Sometimes, a putting transformation isn’t about one magical week. It’s about a player finally finding the setup that lets their talent show up when it matters most. Akshay Bhatia’s victory at the Arnold Palmer Invitational wasn’t just another win: it was the culmination of a complete putting identity change that started with a bold equipment decision in late 2023 and reached its peak on Bay Hill’s notoriously difficult greens.

Let me show you what Bhatia did with his putter at Bay Hill, how he got here, and what you can learn from a player who went from struggling on the greens to leading the PGA TOUR in multiple putting categories during a signature week.

The Numbers That Tell the Story

Akshay Bhatia won the 2026 Arnold Palmer Invitational in a playoff, and his putting statistics for the week weren’t just good; they were historically elite.

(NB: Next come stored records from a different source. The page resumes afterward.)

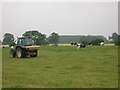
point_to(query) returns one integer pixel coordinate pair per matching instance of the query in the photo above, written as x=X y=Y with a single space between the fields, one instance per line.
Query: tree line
x=54 y=38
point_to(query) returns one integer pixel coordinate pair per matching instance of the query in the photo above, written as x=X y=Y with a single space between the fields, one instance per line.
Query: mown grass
x=63 y=67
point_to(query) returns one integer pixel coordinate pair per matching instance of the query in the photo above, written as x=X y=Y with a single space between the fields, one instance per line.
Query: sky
x=65 y=18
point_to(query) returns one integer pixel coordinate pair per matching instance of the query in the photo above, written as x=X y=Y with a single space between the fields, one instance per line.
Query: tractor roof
x=25 y=37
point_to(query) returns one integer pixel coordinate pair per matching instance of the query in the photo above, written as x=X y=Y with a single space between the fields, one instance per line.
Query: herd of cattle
x=83 y=45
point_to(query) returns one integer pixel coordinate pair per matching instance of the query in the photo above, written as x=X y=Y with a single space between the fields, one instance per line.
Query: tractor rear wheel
x=12 y=54
x=35 y=55
x=20 y=52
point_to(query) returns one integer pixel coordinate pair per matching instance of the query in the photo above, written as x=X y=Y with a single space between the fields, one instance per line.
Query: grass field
x=63 y=67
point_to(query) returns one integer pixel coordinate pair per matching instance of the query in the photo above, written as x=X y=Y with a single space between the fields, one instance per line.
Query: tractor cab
x=25 y=41
x=24 y=47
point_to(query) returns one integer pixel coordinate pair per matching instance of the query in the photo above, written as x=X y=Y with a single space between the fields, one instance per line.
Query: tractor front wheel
x=35 y=55
x=20 y=52
x=12 y=54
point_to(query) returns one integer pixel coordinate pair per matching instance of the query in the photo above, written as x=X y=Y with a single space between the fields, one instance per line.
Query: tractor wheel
x=35 y=55
x=20 y=52
x=12 y=54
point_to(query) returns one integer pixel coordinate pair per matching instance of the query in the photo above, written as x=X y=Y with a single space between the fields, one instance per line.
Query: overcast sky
x=65 y=18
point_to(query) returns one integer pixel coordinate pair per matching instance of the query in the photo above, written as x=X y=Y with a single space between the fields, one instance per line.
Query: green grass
x=63 y=67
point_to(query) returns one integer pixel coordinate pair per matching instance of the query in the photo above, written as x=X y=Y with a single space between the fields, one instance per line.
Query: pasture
x=62 y=67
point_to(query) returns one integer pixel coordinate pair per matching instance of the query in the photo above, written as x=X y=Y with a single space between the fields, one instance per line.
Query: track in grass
x=63 y=67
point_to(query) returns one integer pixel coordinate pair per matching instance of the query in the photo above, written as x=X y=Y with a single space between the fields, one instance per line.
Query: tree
x=38 y=37
x=8 y=39
x=53 y=38
x=115 y=38
x=0 y=42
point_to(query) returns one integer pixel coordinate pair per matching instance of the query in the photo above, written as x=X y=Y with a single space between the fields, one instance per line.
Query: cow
x=101 y=44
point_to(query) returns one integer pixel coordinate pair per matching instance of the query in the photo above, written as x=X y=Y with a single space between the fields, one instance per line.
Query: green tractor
x=24 y=47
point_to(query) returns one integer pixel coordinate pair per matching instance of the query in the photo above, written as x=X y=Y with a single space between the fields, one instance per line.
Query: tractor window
x=27 y=41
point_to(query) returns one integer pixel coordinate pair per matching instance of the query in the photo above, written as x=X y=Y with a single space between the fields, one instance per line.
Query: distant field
x=63 y=67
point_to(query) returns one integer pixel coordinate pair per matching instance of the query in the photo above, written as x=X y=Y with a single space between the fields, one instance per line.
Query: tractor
x=24 y=47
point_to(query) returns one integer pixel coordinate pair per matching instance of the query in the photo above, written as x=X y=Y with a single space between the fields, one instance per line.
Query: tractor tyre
x=20 y=53
x=35 y=55
x=12 y=54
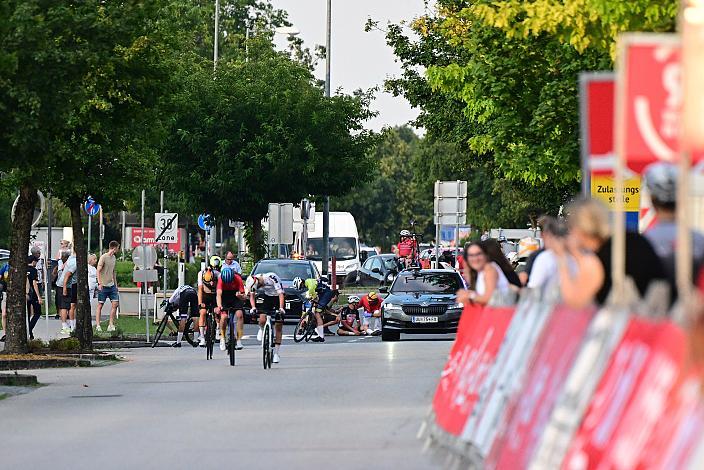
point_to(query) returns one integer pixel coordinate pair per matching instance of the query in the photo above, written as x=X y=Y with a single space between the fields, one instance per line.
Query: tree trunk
x=16 y=341
x=84 y=323
x=255 y=240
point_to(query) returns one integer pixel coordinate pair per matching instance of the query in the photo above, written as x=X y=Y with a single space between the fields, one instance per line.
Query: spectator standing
x=661 y=181
x=589 y=244
x=486 y=278
x=70 y=290
x=496 y=255
x=107 y=285
x=63 y=304
x=34 y=298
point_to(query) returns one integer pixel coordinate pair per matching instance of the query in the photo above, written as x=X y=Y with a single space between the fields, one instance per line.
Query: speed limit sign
x=166 y=227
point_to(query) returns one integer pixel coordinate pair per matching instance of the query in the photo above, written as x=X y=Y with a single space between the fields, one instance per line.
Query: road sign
x=204 y=222
x=280 y=224
x=144 y=256
x=91 y=207
x=166 y=227
x=450 y=202
x=38 y=211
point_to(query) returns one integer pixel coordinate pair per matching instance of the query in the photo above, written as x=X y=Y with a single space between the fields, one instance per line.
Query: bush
x=36 y=345
x=65 y=344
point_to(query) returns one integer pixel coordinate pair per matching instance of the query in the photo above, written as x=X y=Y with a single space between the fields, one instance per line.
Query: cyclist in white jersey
x=266 y=295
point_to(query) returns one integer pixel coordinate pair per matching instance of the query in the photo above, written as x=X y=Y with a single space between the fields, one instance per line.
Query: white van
x=344 y=244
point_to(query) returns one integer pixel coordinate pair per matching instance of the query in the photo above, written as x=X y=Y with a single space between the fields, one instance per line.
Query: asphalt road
x=348 y=403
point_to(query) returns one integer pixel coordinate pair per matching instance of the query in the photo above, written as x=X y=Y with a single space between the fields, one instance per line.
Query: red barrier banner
x=631 y=398
x=679 y=428
x=479 y=336
x=530 y=410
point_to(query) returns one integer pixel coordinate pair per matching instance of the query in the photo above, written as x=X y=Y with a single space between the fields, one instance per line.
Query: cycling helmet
x=661 y=181
x=251 y=284
x=527 y=246
x=227 y=275
x=298 y=283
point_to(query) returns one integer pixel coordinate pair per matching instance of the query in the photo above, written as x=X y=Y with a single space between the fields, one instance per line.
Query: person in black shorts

Bhatia’s Bay Hill Putting Performance:

  • +10.605 Strokes Gained: Putting (1st in field)

  • 1.537 Putts per GIR (1st in field)

  • 109 feet, 3 inches of putts made (1st in field)

  • 23 birdies (1st in field)

To put that +10.605 number in perspective: gaining more than 10 strokes putting in a single week is extremely rare. It’s the kind of performance that happens maybe once or twice a season across the entire PGA TOUR. According to historical data on elite putting weeks over the last five years, Bhatia’s Bay Hill performance ranks 5th all-time in the ShotLink era for single-week Strokes Gained: Putting. Only Patrick Cantlay’s record-setting +14.58 at the 2021 BMW Championship, Tyrrell Hatton’s +11.23 at the 2021 Arnold Palmer Invitational, Webb Simpson’s +11.10 at the 2020 RBC Heritage, and Denny McCarthy’s +10.94 at the 2023 Travelers Championship have been better.

That’s the company Bhatia kept this week. And it happened on one of the TOUR’s most demanding putting surfaces.

Why Bay Hill Makes Elite Putting Weeks Even More Impressive

Akshay Bhatia lines up a putt on the ninth green during the final round of the Arnold Palmer Invitational. March 8, 2026; Orlando, Florida. Credit: Reinhold Matay-Imagn Images

Bay Hill Club & Lodge isn’t a place where you accidentally have a career putting week. The greens are TifEagle bermudagrass cut to .110 inches and running around 12-12.5 on the Stimpmeter. They’re firm, fast, and subtly grainy. The average green size is 7,500 square feet, among the largest on TOUR, which means players face a lot of 30-to-50-foot first putts where lag control is everything.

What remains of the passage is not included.